RegExMatch help

Get help with using AutoHotkey and its commands and hotkeys
User avatar
JoeWinograd
Posts: 1353
Joined: 10 Feb 2014, 20:00

RegExMatch help

28 May 2019, 15:49

Hi Folks,

RegEx continues to elude me. I have a large string with an integer somewhere in it that is between two other strings. Here's an example:

<hold>17,293 Plans</hold>

That appears in the middle of a large string. Note that the integer has commas as the thousands separator. I wrote this code that finds where the integer begins:

Code: Select all

Prefix:="<hold>"
Suffix:=" Plans</hold>"
Needle:=Prefix . ".*" . Suffix
IntPos:=RegExMatch(LargeString,Needle)
Works well...finds the beginning position of the integer in the large string. Now I need to get the integer between the Prefix and Suffix into a variable. That's where I need help. Thanks much, Joe
User avatar
sinkfaze
Posts: 613
Joined: 01 Oct 2013, 08:01

Re: RegExMatch help

28 May 2019, 15:54

Is there a reason that you can't use this?

Code: Select all

var=<hold>17,293 Plans</hold>
RegExMatch(var,"[\d`,]+",m)
MsgBox %	m
User avatar
jeeswg
Posts: 6904
Joined: 19 Dec 2016, 01:58
Location: UK

Re: RegExMatch help

28 May 2019, 16:02

A match variable/object returns the entire match, use parentheses to get partial matches, stored as 1/2/3 etc (as pseudo-array variables/array keys). E.g.:

Code: Select all

q:: ;RegExMatch with parentheses
LargeString := "abcdef<hold>17,293 Plans</hold>abcdef"
Prefix:="<hold>"
Suffix:=" Plans</hold>"
Needle:=Prefix . "(.*)" . Suffix

;to an variables:
IntPos:=RegExMatch(LargeString,Needle,Match)
MsgBox, % Match
MsgBox, % Match1

;to object (more forwards compatible):
IntPos:=RegExMatch(LargeString,"O)" Needle,Match)
MsgBox, % Match.0
MsgBox, % Match.1
return
Instead of parentheses, you could use \K and a look-ahead assertion (?=...):

Code: Select all

w:: ;RegExMatch with \K and a look-ahead assertion (?=...)
LargeString := "abcdef<hold>17,293 Plans</hold>abcdef"
Prefix:="<hold>\K"
Suffix:="(?= Plans</hold>)"
Needle:=Prefix . ".*" . Suffix

;to variables:
IntPos:=RegExMatch(LargeString,Needle,Match)
MsgBox, % Match

;to an object (more forwards compatible):
IntPos:=RegExMatch(LargeString,"O)" Needle,Match)
MsgBox, % Match.0
return
Last edited by jeeswg on 28 May 2019, 16:08, edited 2 times in total.
homepage | tutorials | wish list | fun threads | donate
WARNING: copy your posts/messages before hitting Submit as you may lose them due to CAPTCHA
User avatar
JoeWinograd
Posts: 1353
Joined: 10 Feb 2014, 20:00

Re: RegExMatch help

28 May 2019, 16:05

Hi sinkfaze,
Can't use that because there are many other integers in the large string. However, there is only one occurrence of the Prefix and Suffix, and only one integer (with commas) between the Prefix and Suffix. That's the one it needs to find. Thanks, Joe
User avatar
JoeWinograd
Posts: 1353
Joined: 10 Feb 2014, 20:00

Re: RegExMatch help

28 May 2019, 16:44

Hi jeeswg,
That doesn't work because it matches a string that begins with the Prefix but doesn't have the Suffix. For example, it fails on this:

LargeString:="12345<hold>123 <hold>17,293 Plans</hold>abcdef"

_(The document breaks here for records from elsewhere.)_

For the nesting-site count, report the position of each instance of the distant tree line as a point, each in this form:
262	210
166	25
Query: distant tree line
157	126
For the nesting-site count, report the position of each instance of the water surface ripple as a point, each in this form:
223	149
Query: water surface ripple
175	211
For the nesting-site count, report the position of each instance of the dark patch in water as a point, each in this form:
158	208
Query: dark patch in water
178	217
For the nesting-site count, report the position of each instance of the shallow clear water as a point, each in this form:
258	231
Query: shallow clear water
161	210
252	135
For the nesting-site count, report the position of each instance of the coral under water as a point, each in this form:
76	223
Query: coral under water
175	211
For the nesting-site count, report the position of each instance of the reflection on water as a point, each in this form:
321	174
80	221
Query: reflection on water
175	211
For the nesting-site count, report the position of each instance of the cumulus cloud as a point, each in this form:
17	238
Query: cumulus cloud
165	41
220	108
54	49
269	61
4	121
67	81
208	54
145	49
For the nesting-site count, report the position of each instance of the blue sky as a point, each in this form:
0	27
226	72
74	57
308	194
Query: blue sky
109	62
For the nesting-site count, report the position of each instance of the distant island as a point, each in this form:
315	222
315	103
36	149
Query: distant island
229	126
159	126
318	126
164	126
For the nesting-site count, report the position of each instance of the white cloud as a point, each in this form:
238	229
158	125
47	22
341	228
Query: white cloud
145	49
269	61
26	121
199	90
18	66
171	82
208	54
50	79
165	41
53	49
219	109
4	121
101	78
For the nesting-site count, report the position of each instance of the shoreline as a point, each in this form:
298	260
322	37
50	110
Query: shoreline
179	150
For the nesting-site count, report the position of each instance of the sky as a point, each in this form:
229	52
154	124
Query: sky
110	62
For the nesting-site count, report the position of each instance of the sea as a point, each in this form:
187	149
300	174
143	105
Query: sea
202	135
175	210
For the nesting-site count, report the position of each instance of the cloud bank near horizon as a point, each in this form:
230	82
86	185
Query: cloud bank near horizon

It must match on the integer (with commas) between the Prefix and Suffix. There may be other occurrences of PARTS OF the Prefix and Suffix, but there is only one occurrence of the complete Prefix and complete Suffix, and only one integer (with commas) between them...that's the one it must find. Thanks, Joe
User avatar
jeeswg
Posts: 6904
Joined: 19 Dec 2016, 01:58
Location: UK

Re: RegExMatch help

28 May 2019, 16:51

Try [\d,]+ instead of .*.
homepage | tutorials | wish list | fun threads | donate
WARNING: copy your posts/messages before hitting Submit as you may lose them due to CAPTCHA
User avatar
JoeWinograd
Posts: 1353
Joined: 10 Feb 2014, 20:00

Re: RegExMatch help

28 May 2019, 18:27

Hi jeeswg,
Thank you very much...[\d,]+ in there works a charm! While I have your attention, I can use your help on a similar issue. I have the same situation where there's a Prefix and a Suffix, but what is between them can be any string with any characters and any length (and it is inside quotes). I thought that * or .* would work as the needle, but they don't.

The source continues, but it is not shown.